Abstract 3929: Daily Therapy With the Phospholipase A2 Inhibitor, PX-18, Improves the Chronic Inflammatory State in Obese Mice and Reduces Infarct Size Following Ischemia/Reperfusion
Background: The low-molecular weight, calcium-dependent type IIA secretory phospholipase A2 (sPLA2-IIA) has been implicated in irreversible cell damage following ischemia-reperfusion (I/R) injury primarily due to the release of inflammatory mediators and direct cytotoxicity to cells. We hypothesized that chronic daily therapy with the sPLA2-IIA inhibitor, PX-18, in obese type II diabetic mice will attenuate markers of obesity-induced inflammation and reduce infarct size (IS) in a Langendorff model of I/R.

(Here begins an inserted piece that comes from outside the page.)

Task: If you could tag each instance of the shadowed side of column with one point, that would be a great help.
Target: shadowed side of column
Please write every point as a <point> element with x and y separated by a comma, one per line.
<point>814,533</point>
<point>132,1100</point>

Methods and Results: Adult male homozygous leptin receptor null (db/db) mice at a mean age of 10 weeks were treated with PX-18 (30 mg/kg ip) or with 10% DMSO for 28 days. Upon completion of therapy, all hearts were isolated for 30 min global ischemia and 60 min reperfusion in Langendorff mode. Serum samples were taken for cytokine analysis using the Bio-Rad Bioplex Pro-Magnetic Assay. IS was measured by computer morphometry of tetrazolium stained sections. Treatment with PX-18 significantly reduced IS compared to DMSO (14.3%±1.9 vs. 44.7±4.2%, P<0.001) [Fig 1A⇓]. Markers of inflammation including tumor necrosis factor (TNF)-alpha, interleukin (IL)-2, IL-3, IL-5, IL-9, IL-10, IL-12, and IL-13 were also significantly reduced as compared to the DMSO treatment group [Fig 1B⇓].
Conclusion: These results indicate that chronic administration with PX-18 may be an effective therapy in reducing circulating levels of inflammatory cytokines in obese db/db mice while providing an impressive infarct-sparing effect after ex vivo I/R.